As a Catholic parent, I am contemplating the Incarnation of God more deeply. I reflect upon the humility and trust of an all-powerful God who chose to meet humanity in the helplessness, innocence and ternura of an infant child. As first-time parents, we are also contemplating theological parental challenges. For example, as we plan for his baptism, I now find myself wrestling more with the doctrine of original sin. It is difficult for me to comprehend, let alone accept that our beautiful child or any child could have inherited or been born with any sin at all. If anything, his only fault is being directly related to me, a sinner.

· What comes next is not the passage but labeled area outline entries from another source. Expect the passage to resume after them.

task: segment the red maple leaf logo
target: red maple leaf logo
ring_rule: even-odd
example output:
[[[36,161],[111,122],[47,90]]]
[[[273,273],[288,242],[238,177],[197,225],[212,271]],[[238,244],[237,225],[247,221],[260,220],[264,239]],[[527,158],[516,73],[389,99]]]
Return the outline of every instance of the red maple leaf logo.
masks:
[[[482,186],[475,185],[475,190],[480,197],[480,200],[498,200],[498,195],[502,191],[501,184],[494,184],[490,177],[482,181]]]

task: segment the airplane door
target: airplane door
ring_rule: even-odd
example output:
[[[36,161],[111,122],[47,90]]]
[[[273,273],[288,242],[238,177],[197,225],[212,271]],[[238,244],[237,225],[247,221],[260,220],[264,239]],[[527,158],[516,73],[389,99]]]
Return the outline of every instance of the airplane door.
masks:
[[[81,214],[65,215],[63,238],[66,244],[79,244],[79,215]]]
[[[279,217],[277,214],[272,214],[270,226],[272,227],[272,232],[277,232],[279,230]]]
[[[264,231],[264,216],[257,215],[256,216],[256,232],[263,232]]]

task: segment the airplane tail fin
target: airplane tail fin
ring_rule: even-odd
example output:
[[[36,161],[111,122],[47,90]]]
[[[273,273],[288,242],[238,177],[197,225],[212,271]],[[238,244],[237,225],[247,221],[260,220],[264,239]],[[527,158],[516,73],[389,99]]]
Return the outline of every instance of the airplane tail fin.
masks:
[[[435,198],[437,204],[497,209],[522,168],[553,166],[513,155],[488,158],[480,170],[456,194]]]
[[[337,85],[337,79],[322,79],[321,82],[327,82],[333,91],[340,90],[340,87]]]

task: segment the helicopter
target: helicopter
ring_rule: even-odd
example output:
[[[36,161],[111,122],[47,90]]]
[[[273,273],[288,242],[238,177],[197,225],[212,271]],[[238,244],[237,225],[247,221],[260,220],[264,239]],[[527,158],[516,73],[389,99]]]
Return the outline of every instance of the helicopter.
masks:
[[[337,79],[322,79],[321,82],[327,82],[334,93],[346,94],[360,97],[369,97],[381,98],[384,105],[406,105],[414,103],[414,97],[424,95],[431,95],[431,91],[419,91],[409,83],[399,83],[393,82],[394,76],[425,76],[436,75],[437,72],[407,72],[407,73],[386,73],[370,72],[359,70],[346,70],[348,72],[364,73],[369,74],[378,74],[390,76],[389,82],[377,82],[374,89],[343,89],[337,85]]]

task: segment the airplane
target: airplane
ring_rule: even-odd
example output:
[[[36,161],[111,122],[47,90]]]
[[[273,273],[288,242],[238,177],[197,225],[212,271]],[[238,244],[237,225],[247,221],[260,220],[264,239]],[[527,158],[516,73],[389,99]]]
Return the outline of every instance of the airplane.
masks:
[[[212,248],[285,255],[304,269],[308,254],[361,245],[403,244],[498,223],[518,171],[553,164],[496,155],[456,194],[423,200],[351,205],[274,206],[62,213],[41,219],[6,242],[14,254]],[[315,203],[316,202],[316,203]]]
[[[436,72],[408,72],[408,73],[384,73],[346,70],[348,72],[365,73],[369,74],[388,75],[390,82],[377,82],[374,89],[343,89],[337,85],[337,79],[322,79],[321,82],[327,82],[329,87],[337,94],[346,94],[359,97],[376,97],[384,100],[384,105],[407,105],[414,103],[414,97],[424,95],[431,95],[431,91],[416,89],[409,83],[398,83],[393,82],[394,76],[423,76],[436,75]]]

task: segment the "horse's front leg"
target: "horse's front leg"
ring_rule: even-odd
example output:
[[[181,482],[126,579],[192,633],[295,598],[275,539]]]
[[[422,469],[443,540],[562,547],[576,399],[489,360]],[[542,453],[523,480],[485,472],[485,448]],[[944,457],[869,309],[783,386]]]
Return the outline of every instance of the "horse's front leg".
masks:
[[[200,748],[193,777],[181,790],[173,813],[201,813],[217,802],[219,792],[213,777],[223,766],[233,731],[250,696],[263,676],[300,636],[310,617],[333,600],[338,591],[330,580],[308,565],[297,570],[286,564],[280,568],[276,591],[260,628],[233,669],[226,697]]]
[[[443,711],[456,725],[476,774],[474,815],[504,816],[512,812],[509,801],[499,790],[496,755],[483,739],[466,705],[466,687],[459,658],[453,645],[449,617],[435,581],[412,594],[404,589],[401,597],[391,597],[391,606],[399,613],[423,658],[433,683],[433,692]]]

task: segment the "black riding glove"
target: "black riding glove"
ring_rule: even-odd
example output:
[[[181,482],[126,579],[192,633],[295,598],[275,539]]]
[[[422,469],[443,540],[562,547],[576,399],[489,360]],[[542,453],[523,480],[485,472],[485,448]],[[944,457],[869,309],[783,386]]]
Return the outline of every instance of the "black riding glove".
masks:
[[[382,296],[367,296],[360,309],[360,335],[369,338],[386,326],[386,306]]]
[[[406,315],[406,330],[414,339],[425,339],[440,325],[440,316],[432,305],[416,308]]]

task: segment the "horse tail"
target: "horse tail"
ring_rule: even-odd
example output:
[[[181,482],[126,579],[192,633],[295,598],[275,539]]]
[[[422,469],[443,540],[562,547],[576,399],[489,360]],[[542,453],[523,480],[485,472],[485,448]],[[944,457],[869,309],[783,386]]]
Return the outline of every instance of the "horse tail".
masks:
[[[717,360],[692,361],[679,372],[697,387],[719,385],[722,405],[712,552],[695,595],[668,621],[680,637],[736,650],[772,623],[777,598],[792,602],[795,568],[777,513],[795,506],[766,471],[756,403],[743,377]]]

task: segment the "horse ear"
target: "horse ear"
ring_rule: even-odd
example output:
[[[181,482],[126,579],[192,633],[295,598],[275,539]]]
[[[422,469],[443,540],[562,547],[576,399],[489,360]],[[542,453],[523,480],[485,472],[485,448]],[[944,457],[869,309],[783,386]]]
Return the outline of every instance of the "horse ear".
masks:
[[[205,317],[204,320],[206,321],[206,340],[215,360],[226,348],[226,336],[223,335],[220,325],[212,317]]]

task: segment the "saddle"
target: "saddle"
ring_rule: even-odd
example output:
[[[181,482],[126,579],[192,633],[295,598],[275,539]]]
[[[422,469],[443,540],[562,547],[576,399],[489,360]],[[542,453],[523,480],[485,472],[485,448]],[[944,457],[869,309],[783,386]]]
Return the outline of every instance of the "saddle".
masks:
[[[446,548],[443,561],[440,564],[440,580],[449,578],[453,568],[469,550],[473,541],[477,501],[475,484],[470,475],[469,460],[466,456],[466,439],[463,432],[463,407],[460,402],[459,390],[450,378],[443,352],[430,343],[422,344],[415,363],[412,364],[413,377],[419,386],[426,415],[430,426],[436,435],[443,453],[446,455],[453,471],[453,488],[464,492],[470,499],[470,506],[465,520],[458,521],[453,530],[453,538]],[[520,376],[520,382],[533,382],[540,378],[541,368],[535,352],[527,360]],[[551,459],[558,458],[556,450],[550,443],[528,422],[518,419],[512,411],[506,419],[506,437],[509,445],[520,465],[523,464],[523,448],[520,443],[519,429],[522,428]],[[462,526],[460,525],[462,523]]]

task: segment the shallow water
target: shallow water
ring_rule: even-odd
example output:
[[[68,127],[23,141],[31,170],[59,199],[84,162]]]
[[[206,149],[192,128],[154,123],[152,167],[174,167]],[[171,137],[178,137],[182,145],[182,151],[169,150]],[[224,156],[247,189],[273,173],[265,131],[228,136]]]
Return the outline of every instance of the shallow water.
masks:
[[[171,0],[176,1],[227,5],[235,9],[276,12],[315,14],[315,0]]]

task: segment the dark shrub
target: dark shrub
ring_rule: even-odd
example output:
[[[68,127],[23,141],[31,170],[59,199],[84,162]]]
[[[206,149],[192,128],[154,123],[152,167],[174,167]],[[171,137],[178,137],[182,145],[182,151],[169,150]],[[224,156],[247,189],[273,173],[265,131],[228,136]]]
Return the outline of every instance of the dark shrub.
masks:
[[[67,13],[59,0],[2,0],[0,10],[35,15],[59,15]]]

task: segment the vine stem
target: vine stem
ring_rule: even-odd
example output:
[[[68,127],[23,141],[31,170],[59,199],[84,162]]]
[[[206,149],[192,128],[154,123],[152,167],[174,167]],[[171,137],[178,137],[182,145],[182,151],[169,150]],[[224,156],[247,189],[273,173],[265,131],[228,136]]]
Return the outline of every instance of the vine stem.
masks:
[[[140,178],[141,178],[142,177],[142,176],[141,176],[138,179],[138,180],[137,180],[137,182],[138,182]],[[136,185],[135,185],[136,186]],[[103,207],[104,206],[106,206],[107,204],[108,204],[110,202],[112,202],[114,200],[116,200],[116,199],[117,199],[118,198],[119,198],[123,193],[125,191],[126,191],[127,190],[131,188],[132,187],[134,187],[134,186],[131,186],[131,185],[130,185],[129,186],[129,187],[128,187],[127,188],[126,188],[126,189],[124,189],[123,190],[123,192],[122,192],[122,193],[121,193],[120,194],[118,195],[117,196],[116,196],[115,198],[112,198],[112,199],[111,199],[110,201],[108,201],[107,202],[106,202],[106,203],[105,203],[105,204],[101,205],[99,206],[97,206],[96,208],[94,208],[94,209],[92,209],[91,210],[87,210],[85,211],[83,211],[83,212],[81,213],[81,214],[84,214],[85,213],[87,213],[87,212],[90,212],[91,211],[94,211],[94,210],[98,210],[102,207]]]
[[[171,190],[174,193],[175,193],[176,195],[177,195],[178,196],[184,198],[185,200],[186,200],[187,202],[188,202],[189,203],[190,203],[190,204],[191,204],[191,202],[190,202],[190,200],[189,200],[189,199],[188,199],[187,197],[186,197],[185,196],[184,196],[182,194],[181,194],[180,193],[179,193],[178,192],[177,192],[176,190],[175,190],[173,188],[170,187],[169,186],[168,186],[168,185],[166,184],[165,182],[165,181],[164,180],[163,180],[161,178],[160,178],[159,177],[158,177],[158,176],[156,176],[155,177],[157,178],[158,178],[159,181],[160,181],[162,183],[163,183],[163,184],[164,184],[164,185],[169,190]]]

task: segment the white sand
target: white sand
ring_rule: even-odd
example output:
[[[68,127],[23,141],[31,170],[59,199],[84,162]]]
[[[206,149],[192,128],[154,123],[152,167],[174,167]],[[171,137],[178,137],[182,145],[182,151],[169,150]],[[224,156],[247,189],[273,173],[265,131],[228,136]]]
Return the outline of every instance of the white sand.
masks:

Every other month, I write Micah a letter, which I share on social media. I started writing on our fifth wedding anniversary to announce his name in lieu of a gender reveal and was inspired by Ta-Nehisi Coates' Between the World and Me and James Baldwin's The Fire Next Time. So far I have written ten letters, in which I share my hopes, concerns and affection for his mother. Through these letters, I share my own journey and evolution as a father, husband, Catholic, one committed to responding to the signs of the world we are in. Through these letters, I share my heart and hope that one day they will help Micah in his own just parenting journey.
In my letter on Mother's Day, I wrote to him:
Any day now, you will begin crawling. I've relished watching you for weeks trying your best to break free, you are so close! I find it fascinating that from that moment onwards, you will, as long as God permits, forever be in motion. Although like many parents before us who wish their child would stop growing so quickly, please don't ever stop growing in love and reaching for your dreams (siempre adelante).